26 thoughts on “3tweets”

  1. OK, with M-theory and QFT done, all that’s missing is General Relativity, no? 🙂

  2. Subtweets for those who don’t understand what mysterious concepts or crypotographical jargon like (strong or weak) “coupling” and “b/c” means…

    The beginning of a horrible prospect: public education in bite-sized chunks of questionable nutritious value. Because a communications facility which may be perfectly suited to asking a simple question is utterly LOUSY at providing an answer.

    Unless one likes poetry more than understanding.

    After a short while one might as well admit the effort isn’t worth a tweet and get down to the serious business of writing decent articles or blog posts that actually convey the possibility of comprehension, instead of pretending to distill an “explanation” with twitterpated bullet-points…even if those in the know find them poetically lovely.

  3. I have “From eternity…” waiting on the shelf, hoping to find the time to read it. Meanwhile, could you 3-tweet a summary?

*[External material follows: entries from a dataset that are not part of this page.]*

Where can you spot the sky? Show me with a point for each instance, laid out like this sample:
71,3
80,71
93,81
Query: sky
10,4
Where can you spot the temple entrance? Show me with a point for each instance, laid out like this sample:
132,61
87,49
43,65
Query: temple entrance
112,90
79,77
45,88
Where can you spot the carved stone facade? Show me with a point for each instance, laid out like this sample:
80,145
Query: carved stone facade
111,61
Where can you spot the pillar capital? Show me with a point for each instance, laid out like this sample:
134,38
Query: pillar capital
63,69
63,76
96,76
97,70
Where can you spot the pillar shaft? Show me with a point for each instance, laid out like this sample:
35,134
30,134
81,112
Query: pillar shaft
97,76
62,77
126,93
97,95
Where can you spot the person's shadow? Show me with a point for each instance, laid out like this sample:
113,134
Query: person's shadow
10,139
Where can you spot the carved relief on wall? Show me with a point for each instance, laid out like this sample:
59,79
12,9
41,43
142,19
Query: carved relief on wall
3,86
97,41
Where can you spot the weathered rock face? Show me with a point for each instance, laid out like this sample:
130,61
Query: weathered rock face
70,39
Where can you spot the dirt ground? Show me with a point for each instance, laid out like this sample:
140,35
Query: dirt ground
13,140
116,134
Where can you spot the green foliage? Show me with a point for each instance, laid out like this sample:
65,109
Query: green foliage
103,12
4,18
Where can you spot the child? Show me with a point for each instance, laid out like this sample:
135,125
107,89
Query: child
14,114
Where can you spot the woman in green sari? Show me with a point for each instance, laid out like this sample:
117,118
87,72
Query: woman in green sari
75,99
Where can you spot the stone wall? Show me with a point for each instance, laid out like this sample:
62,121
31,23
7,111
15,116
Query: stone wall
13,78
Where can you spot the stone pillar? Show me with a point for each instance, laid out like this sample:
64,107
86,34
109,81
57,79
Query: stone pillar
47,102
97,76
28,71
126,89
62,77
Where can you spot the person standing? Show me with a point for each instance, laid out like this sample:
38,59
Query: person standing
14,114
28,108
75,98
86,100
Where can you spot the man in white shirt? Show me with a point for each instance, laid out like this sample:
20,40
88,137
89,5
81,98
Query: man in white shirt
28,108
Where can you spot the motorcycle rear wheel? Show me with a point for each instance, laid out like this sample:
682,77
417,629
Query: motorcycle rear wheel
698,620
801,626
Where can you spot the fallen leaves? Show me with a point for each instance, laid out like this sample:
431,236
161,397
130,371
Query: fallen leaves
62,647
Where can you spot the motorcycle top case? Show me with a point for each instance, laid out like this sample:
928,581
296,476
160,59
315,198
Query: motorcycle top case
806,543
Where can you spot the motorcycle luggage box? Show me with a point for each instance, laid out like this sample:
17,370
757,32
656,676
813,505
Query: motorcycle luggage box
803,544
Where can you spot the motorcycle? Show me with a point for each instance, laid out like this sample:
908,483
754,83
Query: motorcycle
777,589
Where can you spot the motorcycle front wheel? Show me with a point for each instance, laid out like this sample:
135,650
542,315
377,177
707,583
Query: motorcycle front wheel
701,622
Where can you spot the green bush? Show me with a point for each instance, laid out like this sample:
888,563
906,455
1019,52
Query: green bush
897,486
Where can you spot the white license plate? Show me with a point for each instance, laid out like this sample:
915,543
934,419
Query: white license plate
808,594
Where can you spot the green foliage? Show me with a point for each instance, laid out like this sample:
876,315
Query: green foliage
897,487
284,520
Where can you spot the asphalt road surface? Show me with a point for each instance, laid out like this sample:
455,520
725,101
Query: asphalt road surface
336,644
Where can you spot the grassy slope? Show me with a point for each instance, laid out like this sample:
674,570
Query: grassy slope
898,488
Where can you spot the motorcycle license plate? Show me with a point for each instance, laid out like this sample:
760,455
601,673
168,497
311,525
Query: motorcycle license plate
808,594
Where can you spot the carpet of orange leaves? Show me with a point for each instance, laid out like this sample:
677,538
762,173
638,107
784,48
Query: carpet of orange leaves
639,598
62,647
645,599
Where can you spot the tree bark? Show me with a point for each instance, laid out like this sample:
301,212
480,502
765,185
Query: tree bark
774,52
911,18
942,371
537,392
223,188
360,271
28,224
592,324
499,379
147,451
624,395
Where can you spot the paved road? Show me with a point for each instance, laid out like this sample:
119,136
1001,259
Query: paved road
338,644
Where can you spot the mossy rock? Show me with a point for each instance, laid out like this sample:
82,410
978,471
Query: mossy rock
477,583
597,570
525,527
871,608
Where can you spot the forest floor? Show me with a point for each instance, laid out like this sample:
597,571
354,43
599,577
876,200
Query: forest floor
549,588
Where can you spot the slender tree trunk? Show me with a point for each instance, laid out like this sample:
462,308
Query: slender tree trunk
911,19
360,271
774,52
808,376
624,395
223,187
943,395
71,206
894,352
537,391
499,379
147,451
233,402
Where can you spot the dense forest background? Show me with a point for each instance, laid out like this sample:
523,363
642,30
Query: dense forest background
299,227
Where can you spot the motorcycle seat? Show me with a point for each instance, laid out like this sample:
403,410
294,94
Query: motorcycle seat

  4. 3tweets … what an interesting idea … also seems like a concept anyone can use to clarify their thinking when confused or distracted … hee, not that that is why YOU used it.

  5. QFT: What you’ve done there is describe classical field theory (which I understand), and the exclusion principle/spin statistics (which I sort of understand). And completely skipped the quantum part or the many particle part, neither of which anyone has ever even sketched adequately.

  6. Sean,

    sorry if you already wrote about it and I missed it, but what is your opinion on the recent attempts to derive all of physics from entropy and information (Verlinde, Jae-Weon Lee and many others)? Do they have a point or is this just jugglery with symbols?

  7. Alright, I have a twitter account and have used it for almost nothing, but I thought this worth a challenge, so I tried the AdS/CFT Correspondence (holographic or gauge/gravity duality) in three tweets. I thought it might be impossible before I tried it and now, having done it, I think… yep, still impossible. Anyone else care to have a go?

    http://twitter.com/#!/RealJamesFrench

  8. Because that’s how things have worked for thousands of years.

    Why do we read from top to bottom?

  9. @Massaro (#3)

    Didn’t Prof John Wheeler summarize General Relativity in one tweet, before Twitter was even invented?

    “”Space tells matter how to move; matter tells space how to curve.”

  10. I guess the caveat that “when the couplings are small” is what makes it possible to omitt the 10 times whatever number of other possible string vacuua.

  11. And the problems with lack of posibility to experimentally falsify the hypothesis. Even if no Higgs boson and no supersymmetry is found there will still be string theories available to cover up for that situation. Through the work of people like Peter Woit among others there seem to be a gradual decline in respect for the subject however. One interesting example of this is the interview Brian Greene did on NPR in january. There was a distinct amount of scepticism in that interview that hasn’t really been part of the mainstream discussion on the subject until now. For a more interesting approach (that is immediately falsified if supersymmetry, extra dimension, a higgs boson or dark matter is foun) see for example Cristoph Schillers strand-theory.

  12. ‘Weap’ is right…

    But more on topic: I *hate* the “moving through molasses” analogy. People aren’t going to understand the Higgs mechanism without studying some QFT, and the associated mathematics. Short of that, you might as well leave it at “the Higgs field gives mass to the W and Z bosons, and elementary fermions”.

  13. @19:

    I agree about disliking the “molasses” analogy, but then see http://xkcd.com/895/. I don’t actually mind the “warped sheet” analogy for warped space, but it’s when people use to demonstrate gravitational attraction that it bugs me.

  14. LOL I think that was as much fun as seeing you speak at Griffith Observatory last year 😛

  15. The Hubbell telescope detects light that was emitted by galaxies ~10 billion years ago. Where were these galaxies relative to ours when they emitted that light and why has it taken that long to get here?